Under CHESS, Applicants will not receive a certificate but will receive a statement of their holding of Shares.
If you are broker sponsored, ASTC will send you a CHESS statement.
The CHESS statement will set out the number of Shares issued under this Prospectus, provide details of your holder identification number, the participant identification number of the sponsor and the terms and conditions applicable to the Shares.
If you are registered on the Issuer Sponsored subregister, your statement will be dispatched by Advanced Share Registry Services and will contain the number of Shares issued to you under this Prospectus and your security holder reference number.

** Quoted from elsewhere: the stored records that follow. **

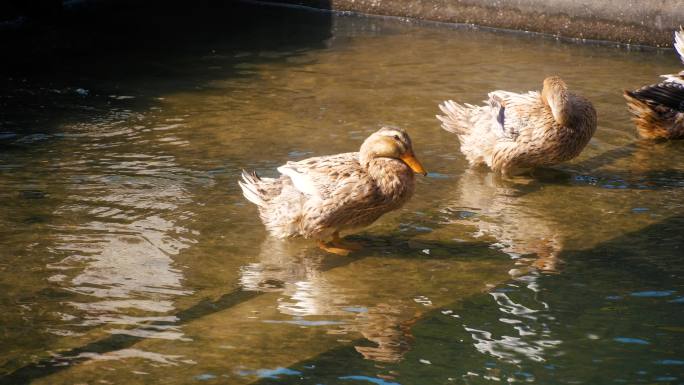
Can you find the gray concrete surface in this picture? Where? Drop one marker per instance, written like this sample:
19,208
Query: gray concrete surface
643,22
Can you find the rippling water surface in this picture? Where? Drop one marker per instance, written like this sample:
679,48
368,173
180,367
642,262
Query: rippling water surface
128,255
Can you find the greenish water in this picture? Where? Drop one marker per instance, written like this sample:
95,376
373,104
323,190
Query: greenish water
129,256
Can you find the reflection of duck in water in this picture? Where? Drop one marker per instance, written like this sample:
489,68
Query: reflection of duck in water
319,197
658,109
513,220
288,268
519,131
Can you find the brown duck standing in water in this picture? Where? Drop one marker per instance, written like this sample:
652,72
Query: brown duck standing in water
514,132
319,197
658,109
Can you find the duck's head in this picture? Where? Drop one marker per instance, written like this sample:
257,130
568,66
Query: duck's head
392,143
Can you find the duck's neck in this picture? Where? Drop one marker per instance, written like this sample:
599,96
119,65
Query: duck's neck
394,178
555,95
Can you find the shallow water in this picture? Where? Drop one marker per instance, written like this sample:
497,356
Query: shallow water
128,254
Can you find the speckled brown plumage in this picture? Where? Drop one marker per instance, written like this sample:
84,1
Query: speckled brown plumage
515,131
658,109
318,197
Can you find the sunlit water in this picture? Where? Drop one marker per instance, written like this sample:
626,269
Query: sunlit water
129,256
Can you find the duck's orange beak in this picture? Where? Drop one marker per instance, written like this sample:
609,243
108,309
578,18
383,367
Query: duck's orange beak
410,159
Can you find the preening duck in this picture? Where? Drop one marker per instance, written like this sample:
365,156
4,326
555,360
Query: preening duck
513,132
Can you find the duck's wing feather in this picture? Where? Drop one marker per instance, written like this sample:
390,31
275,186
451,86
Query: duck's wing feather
667,94
679,43
512,112
325,176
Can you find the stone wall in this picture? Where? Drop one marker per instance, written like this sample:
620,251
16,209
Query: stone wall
643,22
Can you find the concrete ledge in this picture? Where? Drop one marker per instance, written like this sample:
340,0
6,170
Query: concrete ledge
643,22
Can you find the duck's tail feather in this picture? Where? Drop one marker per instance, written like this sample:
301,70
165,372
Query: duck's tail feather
250,188
456,117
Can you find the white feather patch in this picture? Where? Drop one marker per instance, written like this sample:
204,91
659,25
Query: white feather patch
679,43
301,181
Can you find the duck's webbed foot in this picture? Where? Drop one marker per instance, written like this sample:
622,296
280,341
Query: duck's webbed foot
339,246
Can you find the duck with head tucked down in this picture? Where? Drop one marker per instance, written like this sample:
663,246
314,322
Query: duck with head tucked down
513,132
658,109
321,196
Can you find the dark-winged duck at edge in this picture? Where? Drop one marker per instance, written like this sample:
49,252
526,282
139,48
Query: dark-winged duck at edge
321,196
513,132
658,109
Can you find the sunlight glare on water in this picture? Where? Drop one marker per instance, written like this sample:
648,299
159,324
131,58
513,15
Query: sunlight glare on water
129,254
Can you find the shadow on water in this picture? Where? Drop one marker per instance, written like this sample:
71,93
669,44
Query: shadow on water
91,57
533,312
293,256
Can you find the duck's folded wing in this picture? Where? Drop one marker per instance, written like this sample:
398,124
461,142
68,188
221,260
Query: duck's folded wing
666,94
325,176
510,112
679,43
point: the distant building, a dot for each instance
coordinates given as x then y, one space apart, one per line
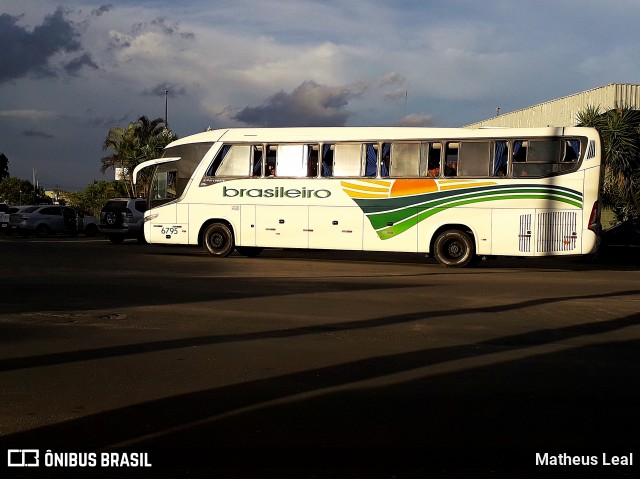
564 111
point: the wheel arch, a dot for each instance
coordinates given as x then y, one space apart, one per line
211 221
451 226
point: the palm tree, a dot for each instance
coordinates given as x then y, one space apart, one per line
620 132
141 141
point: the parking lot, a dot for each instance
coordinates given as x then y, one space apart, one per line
316 363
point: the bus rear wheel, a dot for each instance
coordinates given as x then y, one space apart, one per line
218 240
454 248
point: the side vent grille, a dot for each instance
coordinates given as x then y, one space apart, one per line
524 238
557 231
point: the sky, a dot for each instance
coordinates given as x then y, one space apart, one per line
71 70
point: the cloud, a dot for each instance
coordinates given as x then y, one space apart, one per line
28 53
417 120
101 10
29 115
75 65
36 134
310 104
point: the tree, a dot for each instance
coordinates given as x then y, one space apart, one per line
19 192
4 166
140 141
620 132
95 195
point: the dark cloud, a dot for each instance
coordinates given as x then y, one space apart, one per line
74 66
36 134
101 10
27 53
309 104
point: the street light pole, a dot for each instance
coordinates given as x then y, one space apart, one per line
166 104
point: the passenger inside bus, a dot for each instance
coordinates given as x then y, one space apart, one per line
434 170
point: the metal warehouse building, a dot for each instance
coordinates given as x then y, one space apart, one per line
563 111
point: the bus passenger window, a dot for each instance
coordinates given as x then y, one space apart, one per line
232 161
292 160
347 159
312 161
541 158
474 158
257 160
327 160
371 160
385 165
500 156
270 170
430 163
451 160
405 160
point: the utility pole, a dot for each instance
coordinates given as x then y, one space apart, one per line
166 105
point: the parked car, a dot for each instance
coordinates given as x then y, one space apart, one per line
122 218
47 219
622 239
5 227
88 224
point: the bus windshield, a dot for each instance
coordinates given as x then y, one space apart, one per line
170 179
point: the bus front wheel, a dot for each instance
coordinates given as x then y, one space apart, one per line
218 240
454 248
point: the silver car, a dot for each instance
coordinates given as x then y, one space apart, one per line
47 219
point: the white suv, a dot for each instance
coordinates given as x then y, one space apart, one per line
122 218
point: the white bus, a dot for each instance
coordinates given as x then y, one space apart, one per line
455 194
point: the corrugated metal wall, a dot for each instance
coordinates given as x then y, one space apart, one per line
563 111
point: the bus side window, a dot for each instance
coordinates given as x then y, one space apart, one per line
327 160
385 165
257 160
405 160
451 159
312 161
500 156
371 160
430 163
347 159
292 160
474 158
270 170
543 157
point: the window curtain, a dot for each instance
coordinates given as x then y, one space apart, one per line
372 161
500 159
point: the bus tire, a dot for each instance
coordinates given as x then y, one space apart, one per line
218 240
454 248
250 251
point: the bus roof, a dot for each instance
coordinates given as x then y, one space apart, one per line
331 134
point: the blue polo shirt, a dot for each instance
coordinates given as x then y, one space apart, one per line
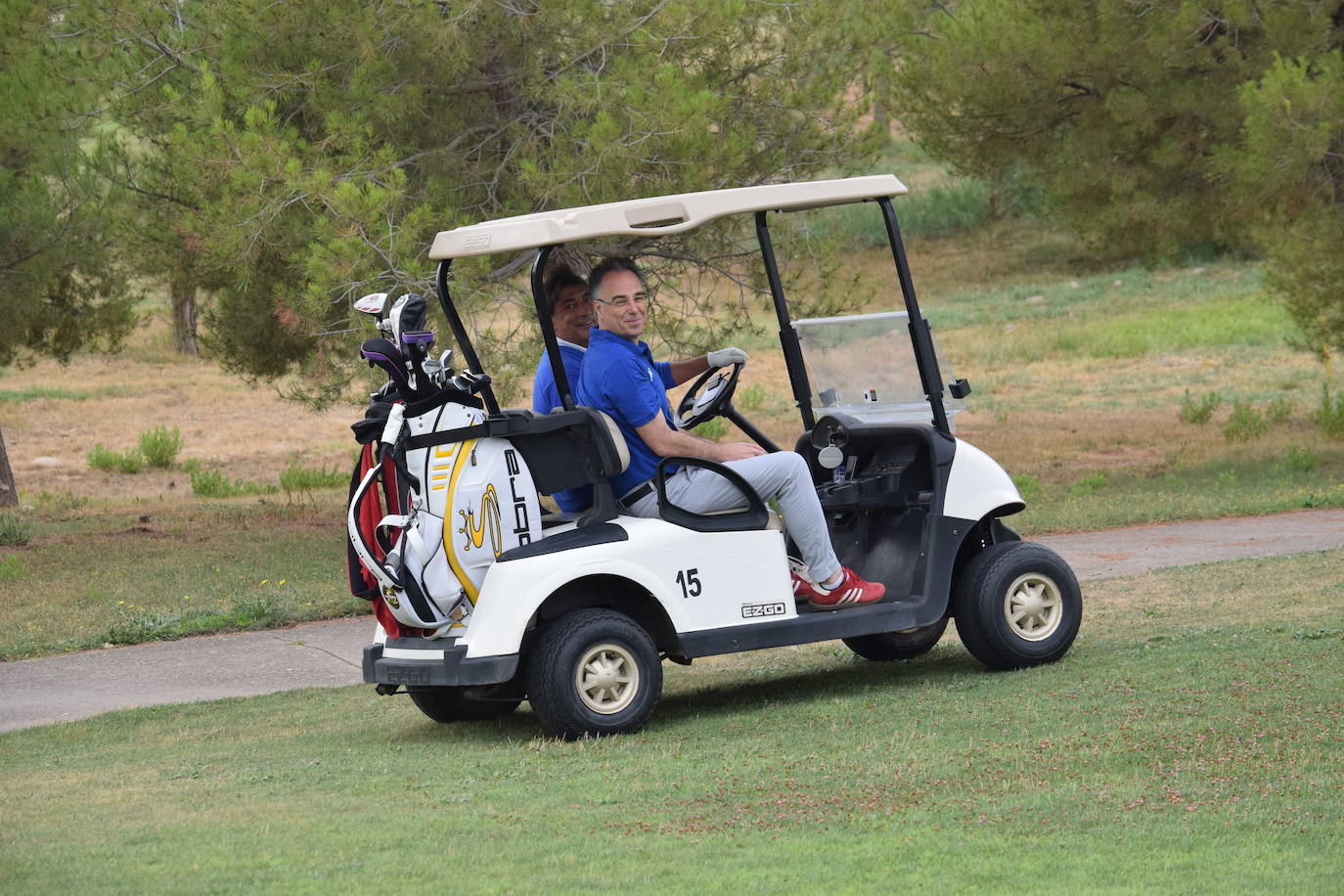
546 398
622 379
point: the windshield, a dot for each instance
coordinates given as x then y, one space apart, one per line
865 366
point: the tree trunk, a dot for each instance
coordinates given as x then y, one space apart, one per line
8 493
183 317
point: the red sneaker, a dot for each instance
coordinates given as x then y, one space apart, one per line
850 593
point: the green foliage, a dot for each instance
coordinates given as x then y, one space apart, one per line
1245 424
1329 417
214 484
324 176
1199 410
1301 460
104 458
14 529
11 567
1286 173
1091 484
1278 411
297 481
934 212
1114 109
62 284
160 446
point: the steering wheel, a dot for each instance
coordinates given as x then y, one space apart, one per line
708 396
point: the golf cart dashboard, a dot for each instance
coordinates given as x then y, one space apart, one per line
859 467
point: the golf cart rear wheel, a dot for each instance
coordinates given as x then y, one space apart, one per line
897 645
452 704
593 672
1017 605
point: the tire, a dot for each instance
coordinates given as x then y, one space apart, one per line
897 645
593 672
1017 605
452 704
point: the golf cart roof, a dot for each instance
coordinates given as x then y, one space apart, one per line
652 216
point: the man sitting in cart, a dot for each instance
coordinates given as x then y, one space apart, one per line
621 378
571 316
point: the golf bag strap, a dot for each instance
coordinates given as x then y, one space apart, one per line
444 437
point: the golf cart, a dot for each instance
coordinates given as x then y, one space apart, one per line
484 602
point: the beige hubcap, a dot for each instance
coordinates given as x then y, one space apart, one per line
607 679
1034 606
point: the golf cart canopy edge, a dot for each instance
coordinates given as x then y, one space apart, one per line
653 216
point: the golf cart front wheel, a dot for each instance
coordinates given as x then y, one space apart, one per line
897 645
453 704
594 672
1017 605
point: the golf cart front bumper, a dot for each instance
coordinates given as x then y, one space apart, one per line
421 662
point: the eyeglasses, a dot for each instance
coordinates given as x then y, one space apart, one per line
621 304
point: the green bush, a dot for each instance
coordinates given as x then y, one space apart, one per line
1301 460
1091 484
11 567
160 446
14 529
302 479
1330 417
934 212
214 484
108 461
1199 411
1245 424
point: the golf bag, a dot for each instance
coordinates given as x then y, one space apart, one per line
455 497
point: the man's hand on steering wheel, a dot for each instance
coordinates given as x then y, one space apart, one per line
725 356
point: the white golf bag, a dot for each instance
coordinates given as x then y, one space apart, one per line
470 499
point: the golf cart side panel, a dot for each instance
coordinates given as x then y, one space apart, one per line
977 486
699 582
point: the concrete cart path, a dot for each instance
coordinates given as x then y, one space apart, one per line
326 654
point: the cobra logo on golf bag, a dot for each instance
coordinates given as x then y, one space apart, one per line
474 527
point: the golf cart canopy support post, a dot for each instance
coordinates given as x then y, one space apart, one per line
464 341
924 356
787 336
543 317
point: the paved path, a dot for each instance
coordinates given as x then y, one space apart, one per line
324 654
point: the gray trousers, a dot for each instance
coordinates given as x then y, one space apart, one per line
784 475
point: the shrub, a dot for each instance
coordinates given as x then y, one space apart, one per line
1301 460
1330 417
302 479
14 529
160 446
108 461
1199 411
1245 424
11 567
214 484
1089 485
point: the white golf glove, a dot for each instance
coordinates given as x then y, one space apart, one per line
726 356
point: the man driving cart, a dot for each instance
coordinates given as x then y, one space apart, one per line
620 378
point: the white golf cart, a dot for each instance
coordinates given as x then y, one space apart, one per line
575 611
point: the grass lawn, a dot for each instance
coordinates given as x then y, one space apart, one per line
1189 741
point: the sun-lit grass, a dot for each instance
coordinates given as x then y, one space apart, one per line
113 574
1188 741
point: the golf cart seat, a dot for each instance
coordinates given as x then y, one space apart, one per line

A CHESS statement or Issuer Sponsored statement will routinely be sent to Shareholders at the end of any calendar month during which the balance of their Shareholding changes. Shareholders may request a statement at any other time, however, a charge may be made for additional statements.
1.13
Risk factors
An investment in Shares should be regarded as speculative. In addition to the general risks applicable to all investments in listed securities, there are specific risks associated with an investment in the Company which are in Section 3.
1.14
Residents Outside Australia
This Prospectus, and any accompanying Application Form, do not, and is not intended to, constitute an offer of Securities in any place or jurisdiction in which, or to any person to whom, it would not be lawful to make such an offer or to issue this Prospectus or the Securities under the Offer. The distribution of this Prospectus in jurisdictions outside Australia may be restricted by law and persons who come into possession of this Prospectus should seek advice on and observe any such restrictions. Any failure to comply with such restrictions may constitute a violation of applicable securities laws.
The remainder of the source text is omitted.